In [36]:
import random
import pandas as pd

from sklearn.model_selection import train_test_split
from sklearn.feature_extraction.text import TfidfVectorizer
from sklearn.linear_model import LogisticRegression
from sklearn.metrics import accuracy_score, classification_report
from sklearn.ensemble import RandomForestClassifier

In [2]:
df = pd.read_csv("imdb_dataset.csv")  # Update with actual filename
print (len(df))

50000


In [3]:
df.head()

Unnamed: 0,review,sentiment
0,One of the other reviewers has mentioned that ...,positive
1,A wonderful little production. <br /><br />The...,positive
2,I thought this was a wonderful way to spend ti...,positive
3,Basically there's a family where a little boy ...,negative
4,"Petter Mattei's ""Love in the Time of Money"" is...",positive


In [4]:
print (df.isnull().sum())

review       0
sentiment    0
dtype: int64


In [38]:
reviews = list(df["review"])
sentiments = list(df["sentiment"])

In [69]:
positive_reviews = [r for r, s in zip(reviews, sentiments) if s == "positive"]
negative_reviews = [r for r, s in zip(reviews, sentiments) if s == "negative"]
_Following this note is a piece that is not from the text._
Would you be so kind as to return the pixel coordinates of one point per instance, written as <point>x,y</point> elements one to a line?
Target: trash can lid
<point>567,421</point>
pos_sample_size = int(0.40 * len(positive_reviews))
neg_sample_size = int(0.40 * len(negative_reviews))

sampled_positive = random.sample(positive_reviews, pos_sample_size)
sampled_negative = random.sample(negative_reviews, neg_sample_size)

balanced_reviews = sampled_positive + sampled_negative
balanced_sentiments = ["positive"] * pos_sample_size + ["negative"] * neg_sample_size

combined = list(zip(balanced_reviews, balanced_sentiments))
random.shuffle(combined)
balanced_reviews, balanced_sentiments = zip(*combined)
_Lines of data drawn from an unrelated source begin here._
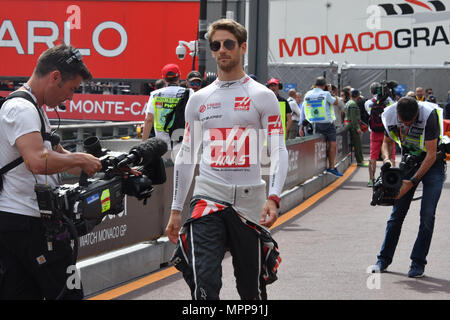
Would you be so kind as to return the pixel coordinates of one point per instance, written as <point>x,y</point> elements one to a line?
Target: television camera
<point>78,208</point>
<point>387,185</point>
<point>386,90</point>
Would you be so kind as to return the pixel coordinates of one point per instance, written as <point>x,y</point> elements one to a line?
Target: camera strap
<point>45,135</point>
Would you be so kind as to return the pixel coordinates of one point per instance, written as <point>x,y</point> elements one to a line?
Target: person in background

balanced_reviews = list(balanced_reviews)
balanced_sentiments = list(balanced_sentiments)

print (len(balanced_reviews))
print (len(balanced_sentiments))

20000
20000


In [70]:
X_train, X_temp, y_train, y_temp = train_test_split(balanced_reviews, balanced_sentiments, test_size=0.5, random_state=42)
X_val, X_test, y_val, y_test = train_test_split(X_temp, y_temp, test_size=0.5, random_state=42)
print (len(X_train), len(y_train))
print (len(X_val), len(y_val))
print (len(X_test), len(y_test))

10000 10000
5000 5000
5000 5000


In [71]:
vectorizer = TfidfVectorizer(stop_words="english")
X_train_tfidf = vectorizer.fit_transform(X_train)
print (len(vectorizer.vocabulary_))

52662


In [105]:
vectorizer = TfidfVectorizer(stop_words="english", max_df=0.95, min_df=0.005)
X_train_tfidf = vectorizer.fit_transform(X_train)
print (len(vectorizer.vocabulary_))

2963


In [128]:
vectorizer = TfidfVectorizer(stop_words="english", ngram_range=(1,2), max_df=0.95, min_df=0.005)
X_train_tfidf = vectorizer.fit_transform(X_train, )
print (len(vectorizer.vocabulary_))

3389


In [73]:
vectorizer = TfidfVectorizer(stop_words="english", max_features=5000)
X_train_tfidf = vectorizer.fit_transform(X_train)
print (len(vectorizer.vocabulary_))

5000


In [74]:
#vectorizer.vocabulary_

In [129]:
X_val_tfidf = vectorizer.transform(X_val)
X_test_tfidf = vectorizer.transform(X_test)

In [130]:
X_val_tfidf

<5000x3389 sparse matrix of type '<class 'numpy.float64'>'
	with 337397 stored elements in Compressed Sparse Row format>

In [131]:
#X_val_tfidf[9999].data

In [132]:
model = LogisticRegression(C=1, max_iter=150, class_weight='balanced')
model.fit(X_train_tfidf, y_train)

LogisticRegression(C=1, class_weight='balanced', max_iter=150)

In [133]:
y_train_pred = model.predict(X_train_tfidf)
val_accuracy = accuracy_score(y_train, y_train_pred)
print("Trainn Accuracy:", val_accuracy)

Trainn Accuracy: 0.9179


In [134]:
y_val_pred = model.predict(X_val_tfidf)
val_accuracy = accuracy_score(y_val, y_val_pred)
print("Validation Accuracy:", val_accuracy)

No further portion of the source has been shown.